Terren Suydam wrote:
I definitely agree that getting from there to a situation in which
packages of information are being inserted into germ cell DNA is a
long road, but this one new piece of research has - surprisingly -
just cut the length of that road in half.
Half of infinity is still infinity ;-]
It's just not a possibility, which should be obvious if you look at
the quantity of information involved. Let M be a measure of the
information stored via distributed methylation patterns across some
number of neurons N. The amount of information stored by a single
neuron's methylated DNA is going to be much smaller than M (roughly
M/N). A single germ cell which might conceivably inherit the
methylation pattern from some single neuron would not be able to
convey any more than a [1/N] piece of the total information that
makes up M.
Now you're just trying to make me think ;-).
Okay, try this.
[heck, you don't have to: I am just playing with ideas here...]
The methylation pattern has not necessarily been shown to *only* store
information in a distributed pattern of activation - the jury's out on
that one (correct me if I'm wrong).
Suppose that the methylation end caps are just being used as a way
station for some mechanism whose *real* goal is to make modifications to
some patterns in the junk DNA. So, here I am suggesting that the junk
DNA of any particular neuron is being used to code for large numbers of
episodic memories (one memory per DNA strand, say), with each neuron
being used as a redundant store of many episodes. The same episode is
stored in multiple neurons, but each copy is complete. When we observe
changes in the methylation patterns, perhaps these are just part of the
transit mechanism, not the final destination for the pattern.

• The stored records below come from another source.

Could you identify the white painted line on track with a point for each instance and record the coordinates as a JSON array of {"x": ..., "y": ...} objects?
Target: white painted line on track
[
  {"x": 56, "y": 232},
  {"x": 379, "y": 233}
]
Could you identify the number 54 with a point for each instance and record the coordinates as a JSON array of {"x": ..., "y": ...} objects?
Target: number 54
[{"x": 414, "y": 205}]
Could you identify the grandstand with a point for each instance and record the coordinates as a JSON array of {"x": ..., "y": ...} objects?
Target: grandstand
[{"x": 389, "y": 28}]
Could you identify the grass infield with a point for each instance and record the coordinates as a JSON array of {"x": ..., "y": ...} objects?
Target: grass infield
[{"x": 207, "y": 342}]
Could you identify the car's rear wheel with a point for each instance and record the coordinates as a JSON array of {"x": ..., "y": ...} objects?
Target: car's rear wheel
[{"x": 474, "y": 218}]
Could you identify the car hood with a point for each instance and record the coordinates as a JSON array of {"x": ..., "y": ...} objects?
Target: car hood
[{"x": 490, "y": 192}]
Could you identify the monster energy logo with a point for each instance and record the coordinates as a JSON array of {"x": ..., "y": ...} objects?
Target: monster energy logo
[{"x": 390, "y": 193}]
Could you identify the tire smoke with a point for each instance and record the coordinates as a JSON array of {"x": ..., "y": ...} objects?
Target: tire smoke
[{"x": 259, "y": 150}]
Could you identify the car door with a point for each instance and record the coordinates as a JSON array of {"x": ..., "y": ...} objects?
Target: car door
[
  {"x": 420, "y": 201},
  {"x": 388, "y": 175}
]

To put it
in the language that Greg Bear would use, the endcaps were just part of
the "radio" system. (http://www.gregbear.com/books/darwinsradio.cfm)
Now suppose that part of the junk sequences that code for these memories
are actually using a distributed coding scheme *within* the strand (in
the manner of a good old fashioned backprop neural net, shall we say).
That would mean that, contrary to what I said in the above paragraph,
the individual strands were coding a bunch of different episodic memory
traces, not just one.
(It is even possible that the old idea of flashbulb memories may survive
the critiques that have been launched against it ... and in that case,
it could be that what we are talking about here is the mechanism for
storing that particular set of memories. And in that case, perhaps the
system expects so few of them, that all DNA strands everywhere in the
system are dedicated to storing just the individual's store of flashbulb
memories).
Now, finally, suppose that there is some mechanism for "radioing" these
memories to distribute them around the system ... and that the radio
network extends as far as the germ DNA.
Now, the offspring could get the mixed flashbulb memories of its
parents, in perhaps very dilute or noisy form.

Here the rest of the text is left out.